The contribution of Inside Out is not its explanation of the mechanics of the human psychological self. This explanation — involving competing emotional impulses, ephemeral islands of identity, and the nuances of memory storage and retrieval — combines a number of different theories from mainstream academic psychology. Many of these theories are decades if not centuries old, and some are hampered by unresolved shortcomings. Nope, the really groundbreaking impact of Inside Out is the very fact that audiences get to see any of these ideas portrayed on-screen at all.

It is something of a sad commentary on the profile of academic psychology that its theories can seem so awe-inspiring to movie audiences. When psychologists use a series of mechanical metaphors to depict what goes on inside your head, they are ignored. When Pixar do it, they are heralded as geniuses.

Now I’m not saying this because I’m jealous of Inside Out and feel that psychology should get more credit. Actually, that’s the opposite of what I feel. I’m saying this because I worry that people might eventually notice where these theories come from and then draw false conclusions about psychology. They might conclude that it is psychologists who are imaginative geniuses and that they deserve, I don’t know, maybe Oscars.

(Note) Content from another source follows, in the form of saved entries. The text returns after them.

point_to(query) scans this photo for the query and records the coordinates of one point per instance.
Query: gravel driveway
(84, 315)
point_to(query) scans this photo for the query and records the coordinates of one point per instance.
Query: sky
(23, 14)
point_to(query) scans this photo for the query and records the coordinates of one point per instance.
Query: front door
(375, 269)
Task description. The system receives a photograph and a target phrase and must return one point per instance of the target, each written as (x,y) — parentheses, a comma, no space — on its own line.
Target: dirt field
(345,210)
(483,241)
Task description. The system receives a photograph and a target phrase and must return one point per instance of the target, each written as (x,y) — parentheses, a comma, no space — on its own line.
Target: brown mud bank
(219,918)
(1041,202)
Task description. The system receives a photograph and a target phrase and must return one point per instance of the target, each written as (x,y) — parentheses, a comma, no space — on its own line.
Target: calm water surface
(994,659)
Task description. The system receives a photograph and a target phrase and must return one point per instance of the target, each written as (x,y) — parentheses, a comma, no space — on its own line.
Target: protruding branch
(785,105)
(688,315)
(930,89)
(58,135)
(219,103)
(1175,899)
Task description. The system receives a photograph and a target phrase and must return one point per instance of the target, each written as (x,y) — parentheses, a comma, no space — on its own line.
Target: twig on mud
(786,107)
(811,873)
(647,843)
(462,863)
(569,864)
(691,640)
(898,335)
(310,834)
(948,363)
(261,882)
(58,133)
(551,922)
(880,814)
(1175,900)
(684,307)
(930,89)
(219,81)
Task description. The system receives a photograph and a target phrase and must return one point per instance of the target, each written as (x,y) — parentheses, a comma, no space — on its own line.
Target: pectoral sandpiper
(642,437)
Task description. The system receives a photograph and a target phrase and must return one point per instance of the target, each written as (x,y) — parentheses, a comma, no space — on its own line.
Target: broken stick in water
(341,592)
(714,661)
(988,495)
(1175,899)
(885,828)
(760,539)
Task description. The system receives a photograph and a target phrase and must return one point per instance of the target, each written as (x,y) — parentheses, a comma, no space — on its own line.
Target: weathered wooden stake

In many ways, Inside Out is a terrific movie and I’m sure it will continue to get many many accolades. However, the praise should be for its imagery, story-telling, dialogue, sentimentality, conciseness, clarity, and suspense. We shouldn’t simply assume that a structured effort to explain or depict human cognition marks a movie out as some kind of intellectual landmark of culture.

Being comfortable citing concepts from academic psychology — in other words, talking like a psychologist — is not synonymous with having a “high IQ”.

Take my word for it. I know a lot of psychologists.